Students still unable to attend schools in war-torn Tigray

Tigray
Young girls sit together and study outside a UNICEF-supported school in central Tigray, Ethiopia. Photo: UNICEF/Esiey Leul Kinfu

Church leaders and social workers in Ethiopia are concerned over millions of children unable to attend school in the war-torn Tigray region despite a cessation of violence between the Ethiopian federal government and Tigrayan forces.

Cardinal Berhaneyesus Souraphiel of Addis Ababa has expressed concern about the closure of schools because we believe education is crucial to change the mentality and also to bring solidarity among the different ethnic and tribal groups of Ethiopia, he said. The Catholic Church in Ethiopia aims to reach 430 schools run by the diocesan clergy and religious congregations. Also included is the new Catholic University — ECUSTA — which the Ethiopian bishops are building on the outskirts of Addis Ababa, in collaboration with Brothers of the Christian Schools.

Over 22,500 teachers in the area have not received payment in over two years, struggling to provide for their families. Moreover, according to Ethiopia’s education ministry, 48,500 teachers require psychological and mental health care as they struggle to overcome the violence they experienced.

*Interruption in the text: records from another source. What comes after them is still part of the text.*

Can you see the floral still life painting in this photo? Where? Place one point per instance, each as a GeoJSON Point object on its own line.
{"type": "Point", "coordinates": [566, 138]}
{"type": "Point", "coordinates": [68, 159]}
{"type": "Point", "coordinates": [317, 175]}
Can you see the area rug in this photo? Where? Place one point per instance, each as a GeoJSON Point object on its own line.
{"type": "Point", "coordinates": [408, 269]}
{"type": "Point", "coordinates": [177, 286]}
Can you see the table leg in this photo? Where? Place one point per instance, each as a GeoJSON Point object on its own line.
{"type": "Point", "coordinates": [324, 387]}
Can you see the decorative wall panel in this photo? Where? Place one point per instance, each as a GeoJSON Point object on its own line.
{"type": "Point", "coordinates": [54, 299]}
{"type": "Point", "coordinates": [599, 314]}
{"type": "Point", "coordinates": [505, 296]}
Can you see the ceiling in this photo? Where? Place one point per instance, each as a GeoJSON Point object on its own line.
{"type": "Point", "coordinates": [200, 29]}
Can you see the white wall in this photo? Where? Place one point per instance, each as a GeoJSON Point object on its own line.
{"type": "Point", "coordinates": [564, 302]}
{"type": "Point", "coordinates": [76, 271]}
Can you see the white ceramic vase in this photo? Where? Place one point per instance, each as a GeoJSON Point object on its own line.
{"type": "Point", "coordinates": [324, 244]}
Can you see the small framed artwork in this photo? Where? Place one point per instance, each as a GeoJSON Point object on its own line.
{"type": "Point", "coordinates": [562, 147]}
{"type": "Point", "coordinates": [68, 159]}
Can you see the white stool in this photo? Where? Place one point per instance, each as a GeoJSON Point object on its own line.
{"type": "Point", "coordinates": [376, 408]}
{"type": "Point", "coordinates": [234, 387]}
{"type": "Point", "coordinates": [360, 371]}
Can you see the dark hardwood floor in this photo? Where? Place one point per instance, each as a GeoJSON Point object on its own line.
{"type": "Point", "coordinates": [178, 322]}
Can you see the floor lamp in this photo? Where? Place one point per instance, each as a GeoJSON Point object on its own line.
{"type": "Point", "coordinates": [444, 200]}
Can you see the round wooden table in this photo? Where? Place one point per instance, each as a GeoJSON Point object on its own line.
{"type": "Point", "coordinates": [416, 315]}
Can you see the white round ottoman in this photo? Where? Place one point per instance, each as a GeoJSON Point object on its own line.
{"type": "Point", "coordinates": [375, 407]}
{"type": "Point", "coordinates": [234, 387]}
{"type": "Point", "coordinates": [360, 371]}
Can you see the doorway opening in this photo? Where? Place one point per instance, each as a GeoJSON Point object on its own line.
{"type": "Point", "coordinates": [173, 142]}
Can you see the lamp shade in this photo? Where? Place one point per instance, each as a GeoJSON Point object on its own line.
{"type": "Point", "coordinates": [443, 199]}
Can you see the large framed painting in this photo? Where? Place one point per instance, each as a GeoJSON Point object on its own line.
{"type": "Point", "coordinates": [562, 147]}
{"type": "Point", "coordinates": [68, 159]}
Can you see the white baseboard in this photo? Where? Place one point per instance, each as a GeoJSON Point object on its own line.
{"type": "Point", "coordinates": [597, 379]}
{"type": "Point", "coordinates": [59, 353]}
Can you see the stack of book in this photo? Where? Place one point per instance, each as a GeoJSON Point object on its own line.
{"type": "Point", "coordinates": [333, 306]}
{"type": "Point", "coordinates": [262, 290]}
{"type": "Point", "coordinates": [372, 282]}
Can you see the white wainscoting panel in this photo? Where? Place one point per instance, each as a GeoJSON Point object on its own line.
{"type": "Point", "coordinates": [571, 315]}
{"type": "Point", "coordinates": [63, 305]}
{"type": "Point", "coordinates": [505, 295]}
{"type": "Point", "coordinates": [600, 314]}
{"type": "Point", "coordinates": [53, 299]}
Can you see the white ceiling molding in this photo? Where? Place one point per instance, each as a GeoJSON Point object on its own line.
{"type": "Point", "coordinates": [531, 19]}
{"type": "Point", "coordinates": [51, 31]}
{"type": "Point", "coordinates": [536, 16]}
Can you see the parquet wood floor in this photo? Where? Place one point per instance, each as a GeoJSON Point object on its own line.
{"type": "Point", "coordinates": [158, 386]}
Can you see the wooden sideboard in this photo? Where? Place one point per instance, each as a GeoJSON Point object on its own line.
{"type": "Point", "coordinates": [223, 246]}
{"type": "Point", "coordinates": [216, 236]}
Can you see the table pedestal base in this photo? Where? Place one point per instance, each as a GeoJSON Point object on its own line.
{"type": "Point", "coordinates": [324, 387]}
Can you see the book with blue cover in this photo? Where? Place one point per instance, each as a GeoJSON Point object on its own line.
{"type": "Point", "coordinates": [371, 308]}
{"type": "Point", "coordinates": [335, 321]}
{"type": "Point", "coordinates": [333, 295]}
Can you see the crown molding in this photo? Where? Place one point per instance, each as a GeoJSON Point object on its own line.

Millions of children have quit school, initially as a result of the coronavirus outbreak and subsequently as a result of the conflict. Save the Children in April reported that 2.3 million students in northern Ethiopia had not started going back to school. In Tigray’s major cities, certain institutions, including kindergartens and nursery schools, were anticipated to reopen between late April and early May of this year, followed by primary schools. However, this has not happened. The US-based charity explains that without education it is very difficult to sustain a peace process.

According to a 2022 UN report, 1.39 million children in the Tigray region are out of school because of Ethiopia’s civil war and that war between Ethiopia’s federal government and Tigrayan forces left many children orphaned or separated from their families. Experts say the impact of such traumatic emotional wounds lingers for the children.

ALSO READ: Warring forces in Ethiopia’s Tigray war agree to stop fighting

The Human Rights Watch group maintain that all combatants in Tigray have been responsible for the attacks against, looting of, and occupation of schools since the conflict began because schools became vulnerable to attack when they were occupied by military troops. In Tigray, assaults on schools have included everything from indiscriminate bombardment to plunder and damage. Urban areas in Tigray were shelled by the Ethiopian military without authorization, according to Human Rights Watch.

UNICEF Ethiopia said that together with the regional education bureau it is providing informal education services to countless children who have been deprived of school for more than three years in war-torn areas.